Esta posição pode explicar as tentações dos sacerdotes que, ao manterem em segredo as suas fragilidades, se sentem livres para exigir aos outros que não entrem “no mau caminho ou no pecado”. Por outro lado, quem assume uma postura humilde perante o que não sabe se pode resistir, naturalmente está a criar defesas daquilo que não quer pensa no assunto e vislumbra as consequências do seu ato.

Ao não querer, não segue esse desejo físico. Perante uma situação de liberdade, recupera os seus medos para evitar as consequências e, mais facilmente resistirá à tentação. O homem que sabe que pode perder a mulher com uma traição, pensa duas vezes e, raramente comete esse ato, mas esse receio é seu; não é transmitido pelos outros como uma regra subjetiva.
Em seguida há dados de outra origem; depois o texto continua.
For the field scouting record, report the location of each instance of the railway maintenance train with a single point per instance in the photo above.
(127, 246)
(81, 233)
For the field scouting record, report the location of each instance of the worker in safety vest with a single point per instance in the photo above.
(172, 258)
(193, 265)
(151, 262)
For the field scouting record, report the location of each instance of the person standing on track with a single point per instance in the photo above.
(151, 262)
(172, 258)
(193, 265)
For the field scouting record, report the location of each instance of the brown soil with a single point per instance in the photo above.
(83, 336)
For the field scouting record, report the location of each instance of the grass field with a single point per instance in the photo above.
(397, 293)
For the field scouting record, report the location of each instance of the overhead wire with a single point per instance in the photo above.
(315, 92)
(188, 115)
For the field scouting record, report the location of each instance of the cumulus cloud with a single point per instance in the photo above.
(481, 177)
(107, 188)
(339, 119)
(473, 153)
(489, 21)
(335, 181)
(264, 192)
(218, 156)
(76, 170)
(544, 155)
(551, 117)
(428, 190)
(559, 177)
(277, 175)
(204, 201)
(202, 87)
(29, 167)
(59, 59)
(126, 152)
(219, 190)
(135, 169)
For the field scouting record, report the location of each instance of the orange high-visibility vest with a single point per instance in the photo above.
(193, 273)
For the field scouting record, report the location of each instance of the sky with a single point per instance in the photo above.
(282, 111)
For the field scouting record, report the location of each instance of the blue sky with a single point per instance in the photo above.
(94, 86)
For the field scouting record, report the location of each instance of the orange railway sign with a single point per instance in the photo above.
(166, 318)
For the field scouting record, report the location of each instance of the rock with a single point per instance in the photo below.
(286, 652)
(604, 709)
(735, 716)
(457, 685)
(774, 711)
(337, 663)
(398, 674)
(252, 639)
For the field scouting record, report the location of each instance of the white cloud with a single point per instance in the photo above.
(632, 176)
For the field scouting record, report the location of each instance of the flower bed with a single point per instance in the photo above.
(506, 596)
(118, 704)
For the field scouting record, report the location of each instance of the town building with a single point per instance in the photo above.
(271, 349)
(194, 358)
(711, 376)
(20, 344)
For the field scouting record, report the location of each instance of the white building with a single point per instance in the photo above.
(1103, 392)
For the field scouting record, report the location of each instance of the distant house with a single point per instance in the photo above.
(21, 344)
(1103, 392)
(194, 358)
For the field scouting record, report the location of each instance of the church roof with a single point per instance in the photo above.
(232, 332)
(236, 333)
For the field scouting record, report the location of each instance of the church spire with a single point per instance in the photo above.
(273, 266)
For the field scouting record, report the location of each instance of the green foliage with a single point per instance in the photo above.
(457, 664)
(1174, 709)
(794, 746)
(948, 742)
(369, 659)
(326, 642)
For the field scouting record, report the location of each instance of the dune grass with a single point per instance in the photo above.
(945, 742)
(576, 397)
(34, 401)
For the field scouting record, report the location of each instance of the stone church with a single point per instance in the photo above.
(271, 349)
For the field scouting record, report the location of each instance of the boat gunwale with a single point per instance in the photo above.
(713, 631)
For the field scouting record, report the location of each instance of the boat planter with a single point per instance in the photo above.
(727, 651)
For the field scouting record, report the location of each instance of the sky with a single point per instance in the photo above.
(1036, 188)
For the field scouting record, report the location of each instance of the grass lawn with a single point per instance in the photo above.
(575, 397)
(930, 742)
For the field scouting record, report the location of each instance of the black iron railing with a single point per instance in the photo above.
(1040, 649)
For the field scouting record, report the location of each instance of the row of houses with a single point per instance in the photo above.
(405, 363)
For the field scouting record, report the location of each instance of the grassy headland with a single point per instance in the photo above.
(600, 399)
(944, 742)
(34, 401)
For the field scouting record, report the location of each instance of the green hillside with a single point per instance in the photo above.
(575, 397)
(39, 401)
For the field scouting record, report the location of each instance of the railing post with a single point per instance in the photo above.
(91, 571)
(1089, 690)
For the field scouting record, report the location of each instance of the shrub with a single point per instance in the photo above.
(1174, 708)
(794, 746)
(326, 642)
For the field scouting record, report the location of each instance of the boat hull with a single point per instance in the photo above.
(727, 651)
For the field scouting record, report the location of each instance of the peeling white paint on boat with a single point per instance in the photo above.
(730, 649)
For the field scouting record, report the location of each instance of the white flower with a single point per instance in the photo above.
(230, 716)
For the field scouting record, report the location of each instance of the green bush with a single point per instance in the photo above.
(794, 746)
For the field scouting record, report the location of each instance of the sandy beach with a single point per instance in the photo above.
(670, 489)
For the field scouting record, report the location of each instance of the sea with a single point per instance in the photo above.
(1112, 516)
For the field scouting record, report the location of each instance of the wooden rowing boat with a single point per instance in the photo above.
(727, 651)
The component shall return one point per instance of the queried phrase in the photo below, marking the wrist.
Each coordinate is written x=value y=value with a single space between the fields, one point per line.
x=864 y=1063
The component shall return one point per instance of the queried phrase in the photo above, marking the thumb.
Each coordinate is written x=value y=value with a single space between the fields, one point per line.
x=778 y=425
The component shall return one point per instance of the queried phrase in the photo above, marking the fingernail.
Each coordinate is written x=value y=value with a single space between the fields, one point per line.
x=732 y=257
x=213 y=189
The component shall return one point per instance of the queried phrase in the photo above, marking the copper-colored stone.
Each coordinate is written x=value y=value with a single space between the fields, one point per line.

Tem os seus motivos para manter a relação e sabe que, uma falha ou fraqueza da sua parte, pode comprometer tudo. Então, investe na sua vida e resiste a essas atitudes, embora pense nelas e nas consequências. O conhecimento do que pode acontecer se cometer um ato irrefletido, previne a sua ação e fá-la perder o interesse quase automaticamente.

O mesmo se passa com os políticos que temem algo e previnem as suas atuações e, pelo contrário, os que mostram segurança e estabilidade e, são os primeiros a cair nas “tentações do poder”.

No mundo dos negócios, não é o gestor convicto de saber tudo e de resistir ás dificuldades, o melhor exemplo de solidez, pois ele será o primeiro a ser “tentado” a entrar noutros caminhos por se convencer de capacidades superiores e de uma auto-estima poderosa. Não tem medo, arrisca sem pensar nas consequências.

O medo é um fator fundamental neste processo se soubermos descodificá-lo; ter receio por saber um resultado previamente, protege-nos de muitos dissabores e tentações, pois este tipo de medo envolve conhecimento e não renúncia por si só.
Se reparar, na vida em geral, as pessoas mais humildes assumem posturas mais corretas, pois temem as represálias, enquanto que os mais fortes de aparência, desafiam o destino e são mais facilmente apanhados pela tentação.

Basta ver o comportamento dos pobres e dos ricos e dos argumentos que ambos utilizam. Ao mesmo tempo, o conceito de pecado já está em descrédito, pois não se conhecem represálias, nem um sentido objetivo. Cada um constrói a sua personalidade a partir das experiências e dissabores, não de orientações difíceis de comprovar e de aplicar.

Se cada um de nós souber o que lhe acontece perante um ato desviante, certamente que pensará duas vezes antes de o cometer. Percebe-se então que a tentação está ligada à justiça e à falta dela nos sistemas, pois entidades superiores não bastam para nos orientar no mundo terreno, nem para evitar pecados!

Resistir ás tentações do mal”, implica analisar as situações, dar espaço ao diálogo e ao entendimento do que se passa, pois nem tudo o que é pecado para uns é para os outros.

Depois, perder algum tempo a aprender, a alargar horizontes, torna-nos mais humildes e dá-nos força de vontade para corrigir o que não gostamos; sem pressões sociais ou outras, pois acima de tudo, o fundamental é o nosso bem-estar e equilíbrio e, isso depende das escolhas que fazemos, da nossa conduta face aos outros e não das fugas inexplicáveis e sem fundamento concreto.

Se tem um projeto de vida, sabe que um crime o pode condenar e desviar do que gosta. Se ama alguém, sabe que deve cuidar dos sentimentos para que não se percam. Se quer trabalhar, o esforço é uma boa opção e, enriquecer, certamente que não depende só do trabalho; pelo menos na maioria das profissões!

Então não vale a pena entrar em tentações desonestas e ficar de mal consigo mesmo, opte sim por escolhas mais seguras e duradouras no tempo! Pensar antes de agir, pode fazer toda a diferença, quando de tentações se trata!

Desconfie de pessoas com um ego grande, pois elas serão as primeiras a cair em tentação e a levá-lo para o abismo! Duvide de facilitismos, pois nem todos temos o mesmo grau de moralidade e, o que deu certo para alguns, pode não dar para si.

Deixe que os outros façam as suas escolhas e orgulhe-se das suas, pois humildemente está a compreender tudo e, não faz porque não quer, afinal: risco não é sinónimo de riqueza, nem cautela um reflexo de burrice!